What this means for you:

Are you a shareholder? If you believe FSP should trade below its current price, selling high and buying it back up again when its price falls towards its real value can be profitable. Given the uncertainty from negative growth in the future, this could be the right time to de-risk your portfolio. But before you make this decision, take a look at whether its fundamentals have changed.

Are you a potential investor? If you’ve been keeping an eye on FSP for a while, now may not be the best time to enter into the stock. Its price has risen beyond its true value, on top of a negative future outlook. However, there are also other important factors which we haven’t considered today, such as the financial strength of the company. Should the price fall in the future, will you be well-informed enough to buy?

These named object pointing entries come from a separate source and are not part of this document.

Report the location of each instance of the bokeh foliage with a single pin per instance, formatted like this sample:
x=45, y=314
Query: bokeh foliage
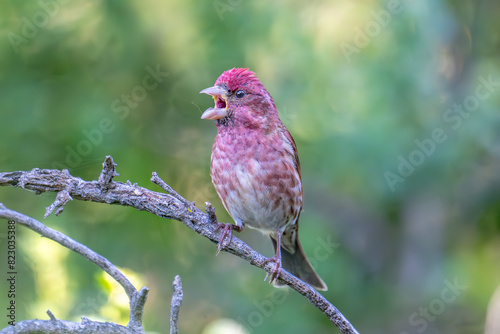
x=359, y=85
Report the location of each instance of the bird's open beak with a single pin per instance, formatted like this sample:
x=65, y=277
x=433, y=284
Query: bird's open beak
x=220, y=97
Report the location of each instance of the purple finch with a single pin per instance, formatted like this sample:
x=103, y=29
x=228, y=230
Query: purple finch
x=255, y=169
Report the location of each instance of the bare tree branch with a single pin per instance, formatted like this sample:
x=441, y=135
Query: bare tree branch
x=176, y=305
x=171, y=206
x=137, y=299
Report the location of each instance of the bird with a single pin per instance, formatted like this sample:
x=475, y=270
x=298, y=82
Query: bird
x=255, y=170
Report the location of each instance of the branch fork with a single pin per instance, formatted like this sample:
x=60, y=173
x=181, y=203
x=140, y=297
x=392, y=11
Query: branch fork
x=170, y=205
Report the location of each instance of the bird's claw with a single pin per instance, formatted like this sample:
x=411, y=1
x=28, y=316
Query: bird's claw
x=276, y=271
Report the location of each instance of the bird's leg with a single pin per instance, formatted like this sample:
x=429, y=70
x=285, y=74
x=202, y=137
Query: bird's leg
x=276, y=259
x=227, y=229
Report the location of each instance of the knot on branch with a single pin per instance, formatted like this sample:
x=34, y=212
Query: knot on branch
x=108, y=172
x=62, y=198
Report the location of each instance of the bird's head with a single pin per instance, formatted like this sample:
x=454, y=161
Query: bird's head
x=239, y=95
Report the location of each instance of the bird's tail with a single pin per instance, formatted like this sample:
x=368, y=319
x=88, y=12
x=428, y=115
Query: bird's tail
x=298, y=264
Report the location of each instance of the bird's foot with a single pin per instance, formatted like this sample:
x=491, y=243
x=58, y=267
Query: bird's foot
x=275, y=273
x=227, y=229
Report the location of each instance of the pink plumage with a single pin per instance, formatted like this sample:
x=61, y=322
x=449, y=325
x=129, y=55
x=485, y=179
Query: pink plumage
x=255, y=168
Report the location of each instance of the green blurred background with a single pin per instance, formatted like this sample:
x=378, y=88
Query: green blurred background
x=394, y=106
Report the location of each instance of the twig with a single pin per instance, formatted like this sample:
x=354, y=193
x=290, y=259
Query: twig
x=172, y=206
x=137, y=299
x=176, y=305
x=107, y=173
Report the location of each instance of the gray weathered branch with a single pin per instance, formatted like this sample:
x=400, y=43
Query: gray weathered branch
x=176, y=305
x=166, y=205
x=137, y=298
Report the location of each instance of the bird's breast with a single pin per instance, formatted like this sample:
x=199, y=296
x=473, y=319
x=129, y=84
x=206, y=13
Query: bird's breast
x=256, y=179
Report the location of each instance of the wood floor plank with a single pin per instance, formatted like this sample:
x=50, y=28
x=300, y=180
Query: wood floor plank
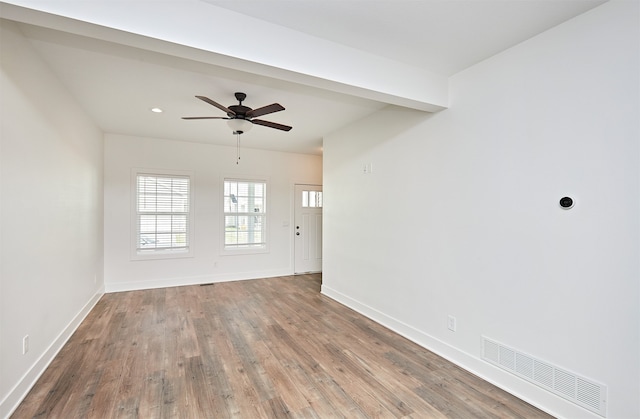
x=267, y=348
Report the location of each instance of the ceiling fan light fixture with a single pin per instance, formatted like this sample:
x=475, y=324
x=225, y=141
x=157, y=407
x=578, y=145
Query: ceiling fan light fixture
x=239, y=126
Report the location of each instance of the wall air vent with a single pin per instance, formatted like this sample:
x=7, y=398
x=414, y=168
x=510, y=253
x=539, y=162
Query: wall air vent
x=582, y=391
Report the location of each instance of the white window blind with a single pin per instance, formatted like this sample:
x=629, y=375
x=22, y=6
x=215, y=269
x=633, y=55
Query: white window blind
x=162, y=213
x=312, y=199
x=245, y=217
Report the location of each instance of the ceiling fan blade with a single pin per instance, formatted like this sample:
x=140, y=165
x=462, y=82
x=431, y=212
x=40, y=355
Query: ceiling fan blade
x=216, y=104
x=271, y=124
x=274, y=107
x=204, y=117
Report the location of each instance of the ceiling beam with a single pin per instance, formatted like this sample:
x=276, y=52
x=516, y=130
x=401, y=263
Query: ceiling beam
x=195, y=30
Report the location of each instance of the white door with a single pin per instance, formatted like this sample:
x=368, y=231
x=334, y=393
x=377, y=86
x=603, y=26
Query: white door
x=307, y=229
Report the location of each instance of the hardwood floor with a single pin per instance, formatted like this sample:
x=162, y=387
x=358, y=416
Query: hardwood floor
x=266, y=348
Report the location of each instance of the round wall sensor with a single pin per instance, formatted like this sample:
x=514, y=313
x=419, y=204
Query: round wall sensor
x=566, y=202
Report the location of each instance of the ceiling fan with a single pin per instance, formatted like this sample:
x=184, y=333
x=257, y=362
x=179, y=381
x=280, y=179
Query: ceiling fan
x=241, y=118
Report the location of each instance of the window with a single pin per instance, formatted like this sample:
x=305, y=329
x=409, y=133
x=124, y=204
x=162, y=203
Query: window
x=312, y=199
x=245, y=218
x=162, y=214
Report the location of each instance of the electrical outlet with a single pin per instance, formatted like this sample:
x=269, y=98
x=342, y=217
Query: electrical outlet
x=451, y=323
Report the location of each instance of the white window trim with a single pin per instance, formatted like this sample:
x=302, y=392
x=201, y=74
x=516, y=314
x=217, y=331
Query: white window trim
x=160, y=253
x=253, y=250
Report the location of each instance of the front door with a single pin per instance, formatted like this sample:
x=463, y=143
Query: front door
x=307, y=229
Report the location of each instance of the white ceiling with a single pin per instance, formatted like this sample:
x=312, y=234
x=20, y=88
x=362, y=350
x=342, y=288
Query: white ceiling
x=118, y=83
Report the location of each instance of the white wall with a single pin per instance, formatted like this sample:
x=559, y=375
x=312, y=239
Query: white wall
x=50, y=216
x=209, y=164
x=460, y=215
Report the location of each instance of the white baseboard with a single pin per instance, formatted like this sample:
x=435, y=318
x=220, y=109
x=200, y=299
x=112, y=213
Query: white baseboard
x=525, y=391
x=192, y=280
x=28, y=380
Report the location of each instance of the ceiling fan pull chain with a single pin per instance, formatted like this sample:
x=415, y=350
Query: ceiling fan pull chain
x=238, y=148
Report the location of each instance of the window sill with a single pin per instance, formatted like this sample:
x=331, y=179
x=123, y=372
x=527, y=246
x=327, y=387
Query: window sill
x=161, y=254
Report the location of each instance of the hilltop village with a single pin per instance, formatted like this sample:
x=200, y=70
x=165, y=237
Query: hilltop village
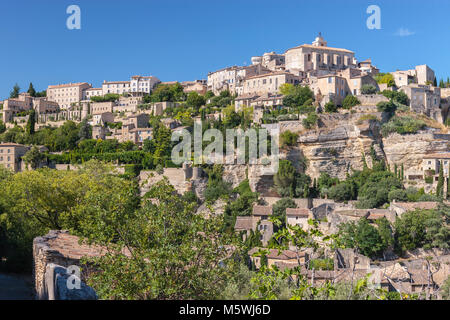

Price is just the tip of the iceberg. Dig deeper into what truly matters – the fundamentals – before you make a decision on Franklin Street Properties. You can find everything you need to know about Franklin Street Properties in the latest infographic research report. If you are no longer interested in Franklin Street Properties, you can use our free platform to see my list of over 50 other stocks with a high growth potential.

If you spot an error that warrants correction, please contact the editor at editorial-team@simplywallst.com. This article by Simply Wall St is general in nature. It does not constitute a recommendation to buy or sell any stock, and does not take account of your objectives, or your financial situation. Simply Wall St has no position in the stocks mentioned.

We aim to bring you long-term focused research analysis driven by fundamental data. Note that our analysis may not factor in the latest price-sensitive company announcements or qualitative material. Thank you for reading.